“INTO THE LION’S DEN”
“I WAS PROUD TO BE A SOLDIER IN THE PARACHUTE REGIMENT, ESPECIALLY AS A LAD OF 18 WHERE I WAS PUT IN WITH NORMANDY VETERANS. I WANTED TO DO MY BIT FOR KING AND COUNTRY”
The Western Allied invasion of Germany began in earnest when the US 12th Army Group crossed the River Rhine on 22 March 1945. Two days later, paratroopers from the British 6th Airborne Division and US 17th Airborne Division launched Operation Varsity – a huge aerial attack to enter northern Germany. Varsity involved almost 17,000 paratroopers and several thousand aircraft. One of those parachuting soldiers was Private Fred Duffield, an 18-year-old medic whose drop into the Third Reich was his first ever combat jump. For this already battle-hardened teenager, Varsity was just the beginning of over a month’s fighting in Germany that would only end on VE Day.
“Honing a sharp knife”
Born in Staffordshire in April 1926, Duffield was conscripted into the British Army shortly after he turned 18, “I was called up in May 1944 but I was expecting it. I first did my basic training at Shrewsbury before we took different ‘trade’ tests. They told me I could either go in the REME, Service Corps, Royal Engineers or the Medical Corps. I told the officer that I’d like to join the Medical Corps because my father had served in it.”
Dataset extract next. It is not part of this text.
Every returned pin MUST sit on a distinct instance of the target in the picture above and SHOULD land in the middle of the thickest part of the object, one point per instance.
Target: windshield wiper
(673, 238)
After joining the Royal Army Medical Corps, Duffield learned the art of treating wounded soldiers in the field, “I was trained to bandage people up with a ‘shell’ dressing. This was a dressing with disinfectant in a waterproof pouch. All you had to do was rip this off and you had a pad with a bandage that was ready to put the dressing on. We also carried various slings for different wounds as well as morphine, aspirins and Gentian Violet.”